Speaking Japanese (I Really Think So…)
Having failed at finding an in-person option for Japanese tutoring, I decided to try some Skype lessons via the website iTalki (which was recommended by someone I met at Roam Tokyo). You can choose between experienced conversation partners or professionally certified teachers for almost any language.
I first had some sessions with a conversation partner – a Japanese woman who teaches English professionally. She did a great job keeping the conversation flowing while correcting my grammar, and was also happy to role-play any day-to-day scenarios where I felt less confident (like making restaurant reservations over the phone). And as a bonus, she sent me a recommendation for a vegetarian restaurant in Tokyo.
I also had some sessions with a professional teacher. She paid close attention to my intonation (which is very important in Japanese) and had a number of exercises designed to help improve my speaking speed. Though both types of sessions were valuable, I could certainly tell the different between the two.

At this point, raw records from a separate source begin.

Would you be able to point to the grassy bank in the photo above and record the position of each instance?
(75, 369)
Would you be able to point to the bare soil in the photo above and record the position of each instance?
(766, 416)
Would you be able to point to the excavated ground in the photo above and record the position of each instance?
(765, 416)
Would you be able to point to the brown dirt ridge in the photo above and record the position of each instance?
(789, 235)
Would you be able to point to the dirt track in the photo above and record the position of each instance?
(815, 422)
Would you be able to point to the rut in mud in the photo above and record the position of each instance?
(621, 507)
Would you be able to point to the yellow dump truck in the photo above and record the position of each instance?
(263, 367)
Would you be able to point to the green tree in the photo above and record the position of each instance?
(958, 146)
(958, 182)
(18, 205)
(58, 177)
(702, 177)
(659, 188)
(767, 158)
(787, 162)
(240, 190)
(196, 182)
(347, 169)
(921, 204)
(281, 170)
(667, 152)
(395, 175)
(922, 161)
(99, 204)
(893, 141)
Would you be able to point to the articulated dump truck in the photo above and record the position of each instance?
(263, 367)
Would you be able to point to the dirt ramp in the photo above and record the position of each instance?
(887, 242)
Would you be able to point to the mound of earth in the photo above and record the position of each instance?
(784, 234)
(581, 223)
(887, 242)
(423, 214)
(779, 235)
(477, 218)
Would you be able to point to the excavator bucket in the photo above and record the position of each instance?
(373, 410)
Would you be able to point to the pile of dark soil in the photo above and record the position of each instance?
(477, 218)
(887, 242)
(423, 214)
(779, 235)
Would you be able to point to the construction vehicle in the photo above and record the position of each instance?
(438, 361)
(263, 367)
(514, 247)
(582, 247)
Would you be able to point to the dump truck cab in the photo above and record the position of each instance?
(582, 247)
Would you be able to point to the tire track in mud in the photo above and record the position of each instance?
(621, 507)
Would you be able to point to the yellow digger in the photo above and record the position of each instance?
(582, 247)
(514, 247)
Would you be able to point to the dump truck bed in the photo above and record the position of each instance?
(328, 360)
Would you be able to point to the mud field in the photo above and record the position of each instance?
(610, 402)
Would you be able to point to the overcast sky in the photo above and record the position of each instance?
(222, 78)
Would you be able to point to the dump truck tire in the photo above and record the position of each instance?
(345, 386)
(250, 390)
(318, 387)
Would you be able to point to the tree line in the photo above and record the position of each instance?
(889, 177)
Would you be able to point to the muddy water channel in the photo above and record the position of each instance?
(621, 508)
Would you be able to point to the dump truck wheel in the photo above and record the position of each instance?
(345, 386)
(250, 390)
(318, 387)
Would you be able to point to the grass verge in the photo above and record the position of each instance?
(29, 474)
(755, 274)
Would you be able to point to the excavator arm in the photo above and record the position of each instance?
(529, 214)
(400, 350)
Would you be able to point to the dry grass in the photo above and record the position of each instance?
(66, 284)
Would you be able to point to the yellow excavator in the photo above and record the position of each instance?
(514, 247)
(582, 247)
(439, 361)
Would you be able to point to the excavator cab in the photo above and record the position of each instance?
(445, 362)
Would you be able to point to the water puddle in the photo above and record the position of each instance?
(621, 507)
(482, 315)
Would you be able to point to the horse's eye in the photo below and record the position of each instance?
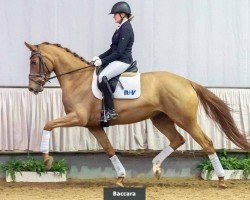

I took advantage of the great wifi and scheduled quite a few sessions. Just being forced to use Japanese daily has been great, but having this outlet for reviewing the situations I encountered and correcting my grammar has really helped.

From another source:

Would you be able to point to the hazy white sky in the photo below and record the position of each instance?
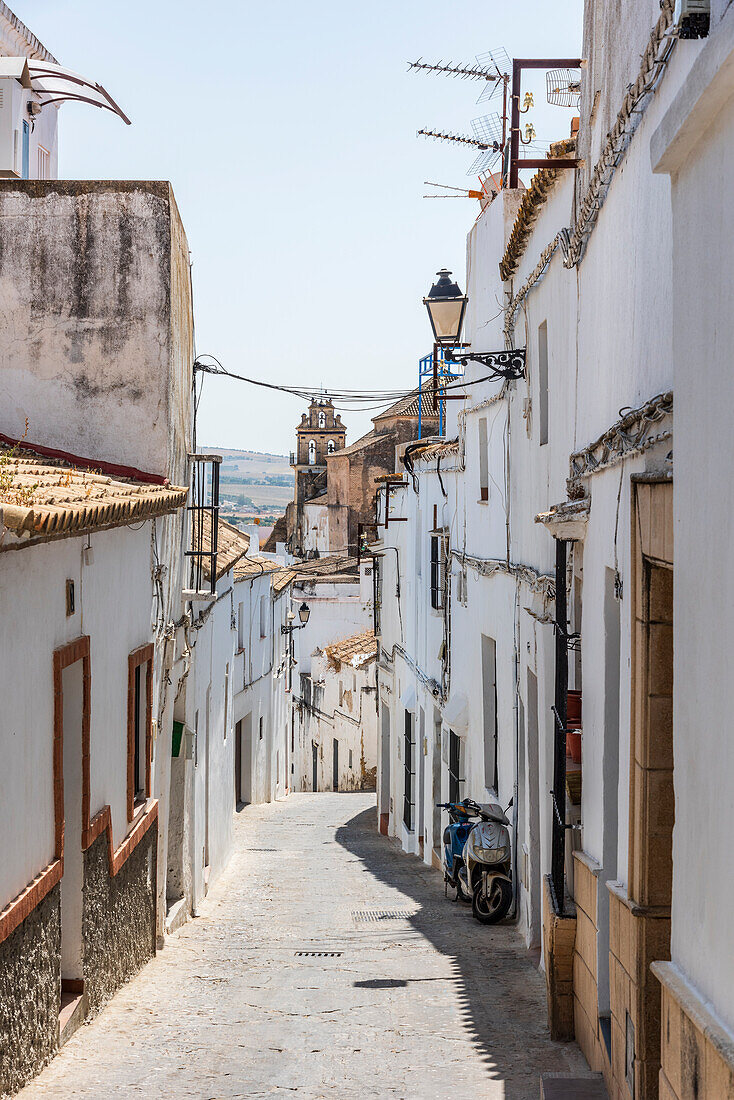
(287, 130)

Thanks to improved confidence with my Japanese, I was able to purchase prescription sunglasses from a local shop, enjoy a cat cafe where no one spoke English, ask strangers to help me identify onigiri that didn’t contain fish (because reading is still a challenge), and even successfully made restaurant reservations over the phone!

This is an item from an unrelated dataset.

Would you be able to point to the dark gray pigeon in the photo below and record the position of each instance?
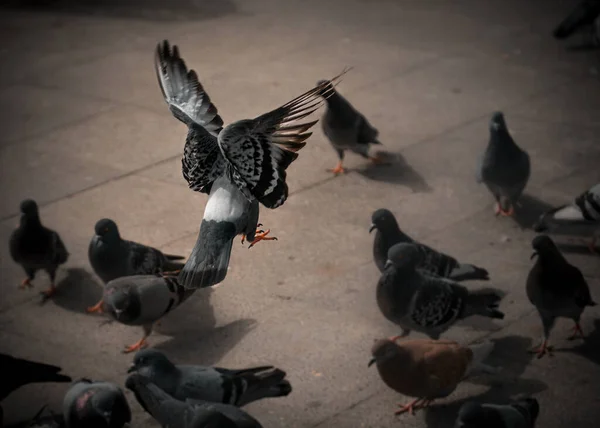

I hope I will keep these up after I leave Japan, too – I spent far too much time studying it in college to let it all fade away.
Seeing Old Friends
Our string of rendezvous continued with my college pal Erik. I hadn’t seen him since before his son was born:
It was like no time had passed! He & Stephanie looked just the same as when they left San Francisco 15 years ago. It was fun catching up with them and meeting their British friends over countless sushi rolls and glasses of sake.
Our next date was with our former colleague from Apple UK, James, and his girlfriend Lauren. We caught up with them over an elaborate tempura dinner:
It was fun to talk tech, catch up on mutual friends, and exchange travel tips. (And the tempura was exceptional.)
It’s easy to feel isolated in Japan… As the movie Lost in Translation highlighted, the cultural differences make it very difficult to meet locals. And until my rib is fully healed, I can’t go to Zumba, which was another way I connected with people during our travels. This means we especially valued having these encounters with various friends throughout our time in Kyoto.
Once the last of the sakura petals had fallen, I was able to focus on some other local highlights like Nishiki Market (full of local delicacies), Nijo Castle, green tea parfaits, and cat cafes.
We are spending the next 2 weeks in Japan with our very good friends, Beth & Todd. Since I haven’t seen them for 8 months, I would be excited to see them anywhere but it will be especially fun to explore Kyoto & Tokyo together. I’ve been saving all the major sights and activities for their arrival, so I anticipate every day will be jam-packed with adventure!